Stryker’s CFO is retiring
Stryker also announced the retirement of VP and Chief Financial Officer Glenn Boehnlein after 22 years with the orthopedics company. He’ll be replaced by Preston Wells, the CFO for Stryker’s Orthopaedics Group, on April 1.
“I want to thank Glenn for his performance drive, strong business partnership, and excellent leadership of the Finance and IT organizations,” Lobo said in a news release. “Glenn is a growth champion who invested in developing talent, including Preston Wells. … I am confident in Preston’s ability to help Stryker continue to deliver strong results.”
Wells previously led Investor Relations, Enterprise Financial Planning & Analysis, and the sales finance and sales operations teams that supported Stryker’s Spine business.

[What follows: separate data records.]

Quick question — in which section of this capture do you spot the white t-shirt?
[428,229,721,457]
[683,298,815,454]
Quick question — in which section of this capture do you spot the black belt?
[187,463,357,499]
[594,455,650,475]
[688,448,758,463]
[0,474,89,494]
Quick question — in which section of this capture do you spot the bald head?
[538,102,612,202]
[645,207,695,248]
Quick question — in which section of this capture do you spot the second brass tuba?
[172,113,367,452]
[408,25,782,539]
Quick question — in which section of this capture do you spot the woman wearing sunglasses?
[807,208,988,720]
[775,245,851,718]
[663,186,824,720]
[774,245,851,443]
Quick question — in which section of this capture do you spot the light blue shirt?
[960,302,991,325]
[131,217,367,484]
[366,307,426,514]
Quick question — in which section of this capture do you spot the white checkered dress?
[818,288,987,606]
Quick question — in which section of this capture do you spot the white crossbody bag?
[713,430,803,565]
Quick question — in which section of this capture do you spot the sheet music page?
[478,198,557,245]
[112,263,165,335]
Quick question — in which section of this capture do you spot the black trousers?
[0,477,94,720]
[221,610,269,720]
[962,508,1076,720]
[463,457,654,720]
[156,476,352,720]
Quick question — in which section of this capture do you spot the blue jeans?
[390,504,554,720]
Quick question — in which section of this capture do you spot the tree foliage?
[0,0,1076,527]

Stryker’s 2024 results and 2025 outlook
Stryker reported sales of $6.4 billion for the fourth quarter (ended Dec. 31, 2024), up 11% from the same quarter a year ago.
Quarterly profits came in at $546 million, down 53% from the last quarter of 2023. That equaled $1.43 earnings per share (EPS), or adjusted EPS of $4.01.
Analysts were expecting adjusted EPS of $3.87 on $6.36 billion of revenue.
Full-year 2024 sales came in at $22.6 billion, up 10 percent from the year before. Net income for 2024 was $3.0 billion, down 5% from 2023.
“We delivered another year of double-digit organic sales growth while continuing to expand adjusted operating margins and drive adjusted earnings per share growth,” Lobo said in a news release. “We also had many product launches and were active in M&A to further enhance our position in high-growth end markets. I would like to thank our teams for their efforts in delivering excellent results and positioning Stryker for sustained success in 2025 and beyond.”
Stryker said it expects organic net sales growth in the range of 8% to 9% in 2025 and adjusted EPS of $13.45 to $13.70 “based on our momentum exiting 2024, a sustained level of procedural volumes, strong demand for our capital products and our presence in healthy end markets.”
Mike Matson, senior research analyst at Needham & Co., stuck with his Buy rating of SYK shares: “We believe that 2025 guidance is likely to prove conservative, and we reiterate our Buy rating.”
BTIG analysts also kept their Buy rating. Meanwhile, Truist analysts rate SYK shares as a Hold, saying that Stryker still boasts one of the better growth profiles among large medtech companies, but they still see better EPS upside elsewhere in the industry.
This article originally ran on Tuesday, Jan. 28, 2025. Updated Jan. 29 with next-day stock price and analyst comments.